Heutzutage wird überall in den Medien davon gesprochen wie narrativ Videospiele sind oder sein sollten. Das Narrativ, so könnte man den Eindruck gewinnen, macht ein Spiel erst „erwachsen“. Dabei haben Geschichten in Videospielen eine lange Tradition.
Für mich als Spieler der ersten Generation sieht es wie folgt aus: als ich 1983 meinen ersten ColecoVision-Titel spielte – konkret “Smurf: Rescue in Gargamel’s Castle” – war das auf jeden Fall eine Erfahrung, die ich “erlebt” habe.
Mein kindliches Ich hat in diesem Spiel ein Abenteuer, ja eine Geschichte erlebt, wie ich es nie zuvor bei Brettspielen oder beim Fernsehen wahrgenommen habe. Ich habe in der Spielwelt “existiert” und fand sie spannend, gefährlich und aufregend. Es hat mich berührt und ich habe sogar davon geträumt. Das aus heutiger Sicht “minimale” oder “lineare” Spielprinzip stand mir dabei nicht im Wege. Meine Fantasie hat die Welt für mich lebendig gestaltet.
The evil Gargamel has captured little Smurfette. Smurf has to travel across fields and through woods and underground caves, running and jumping to avoid natural obstacles and dangerous creatures.
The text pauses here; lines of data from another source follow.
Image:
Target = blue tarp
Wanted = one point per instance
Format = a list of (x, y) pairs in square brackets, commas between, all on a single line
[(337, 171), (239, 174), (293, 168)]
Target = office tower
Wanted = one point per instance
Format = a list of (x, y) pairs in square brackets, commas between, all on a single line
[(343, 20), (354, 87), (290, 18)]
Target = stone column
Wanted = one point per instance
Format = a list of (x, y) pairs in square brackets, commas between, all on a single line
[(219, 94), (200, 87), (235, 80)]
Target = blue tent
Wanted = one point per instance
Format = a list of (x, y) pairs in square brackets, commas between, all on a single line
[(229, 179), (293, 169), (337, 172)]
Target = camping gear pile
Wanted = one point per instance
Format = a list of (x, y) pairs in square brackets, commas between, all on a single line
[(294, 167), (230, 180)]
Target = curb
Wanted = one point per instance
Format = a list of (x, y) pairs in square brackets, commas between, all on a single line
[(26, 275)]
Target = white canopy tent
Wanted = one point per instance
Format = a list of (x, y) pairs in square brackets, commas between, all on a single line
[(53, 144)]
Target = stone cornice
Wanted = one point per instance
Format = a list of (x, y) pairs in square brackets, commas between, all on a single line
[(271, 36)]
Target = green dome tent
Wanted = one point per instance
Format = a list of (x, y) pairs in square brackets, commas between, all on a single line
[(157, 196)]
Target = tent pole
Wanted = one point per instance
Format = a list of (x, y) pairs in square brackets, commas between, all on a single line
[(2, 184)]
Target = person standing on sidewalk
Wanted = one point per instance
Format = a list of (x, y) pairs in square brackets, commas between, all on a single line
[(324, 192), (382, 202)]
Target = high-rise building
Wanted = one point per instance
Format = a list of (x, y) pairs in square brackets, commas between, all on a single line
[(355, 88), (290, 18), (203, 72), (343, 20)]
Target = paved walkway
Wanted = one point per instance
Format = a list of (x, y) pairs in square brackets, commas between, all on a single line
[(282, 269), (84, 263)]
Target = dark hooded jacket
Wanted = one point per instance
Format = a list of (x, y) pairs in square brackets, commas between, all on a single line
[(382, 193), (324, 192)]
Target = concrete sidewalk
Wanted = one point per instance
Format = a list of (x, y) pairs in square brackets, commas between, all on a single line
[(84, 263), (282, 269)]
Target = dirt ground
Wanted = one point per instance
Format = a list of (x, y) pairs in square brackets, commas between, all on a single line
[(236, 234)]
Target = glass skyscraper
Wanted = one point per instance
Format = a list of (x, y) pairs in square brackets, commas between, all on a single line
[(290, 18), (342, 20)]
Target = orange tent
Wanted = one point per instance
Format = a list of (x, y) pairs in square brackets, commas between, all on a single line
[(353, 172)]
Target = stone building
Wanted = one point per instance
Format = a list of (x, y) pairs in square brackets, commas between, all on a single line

Smurf: Rescue in Gargamel’s Castle, Cartridge instructions
Damals in Peru
Ihr merkt schon wo ich hin möchte, oder? Es geht in meiner Kolumne nicht darum die Spiele der Frühzeit mit komplexen interaktiven Erzählungen à la The Last of Us oder kleineren Dialog-Kunstwerken wie Firewatch zu vergleichen. Natürlich wäre das auch Blödsinn. Ich stelle nur fest: Videospiele und Geschichten das gehört zusammen. Und zwar seit dem Beginn ihrer Existenz.
Die Welt in die wir beim Spielen eintauchen brauchte immer schon einen Kontext. Vielleicht sogar noch mehr, als Videospiele zu lediglich reduzierten Darstellungen fähig waren. Die Notwendigkeit die visuelle Welt zu beschreiben war in den antiken 8-Bit-Spielen schlichtweg erforderlich. Wie sollte man sonst den Skorpion von der Cobra unterscheiden können? Wie sollte Pitfall Harry wissen, was das Ziel seiner Expedition wäre?
Perhaps I’ve gone too far. I’m in an underground cavern beneath Peru. It seems to be a complex maze, perhaps eight chambers wide and over three times as deep… Old friends, if ever you see this diary, I hope you’ll read it and come to my aid.
Pitfall II: Lost Caverns, Pitfall Harry’s Diary
Damals wurde das Erlebnis übrigens auch oft durch Beigaben zum Spiel „verlängert“. Bei Pitfall II beispielsweise durch “Pitfall Harry’s Diary”. Ein kleines, fünfseitiges Heftchen im Stile eines ledergebundenen Tagebuchs mit handgeschriebenen Notizen von Harry. Hier hat der Abenteurer seine persönlichen Notizen eilig auf wettergegerbtem Papier festgehalten. Am Rande des teilweise mit Fettflecken verschmutzten Pamphlets finden wir handgezeichnete Skizzen, so wie nur Harry selbst sie anfertigen kann. Unbestritten: diese Notizen sind echt!
Es gibt viele weitere Klassiker, in denen wir ein sinnstiftendes, wenn auch knappes Narrativ an die Hand bekommen. In Missile Command von Atari sind wir der Kommandant einer Basis und tragen die Verantwortung, sechs Städte des Planeten Zardon zu schützen. In Jungle Hunt müssen wir unsere entführte Gefährtin retten, die nach Stunden des tapferen Kampfes von zwei menschenfressenden Kannibalen überwältigt wurde. Und im legendären Konsolen-Abenteuer Adventure gilt es den magischen Kelch des hinterhältigen Zauberers zu finden.
Fazit: wir haben uns also schon immer durch Videospiele und ihre Geschichten in fremde Welten entführen lassen. Wann aber wurden die Geschichten in Spielen inhärent notwendig? Seit wann berühren sie uns über den Unterhaltungswert hinaus? Was findest du besser: so wie Spiele früher waren (mehr Entscheidung), oder wie heute sind (mehr Immersion). Wie sind deine Erfahrungen, wenn du zurückdenkst? Was für Beispiele fallen dir ein und warum? Ich freue mich auf deinen Kommentar.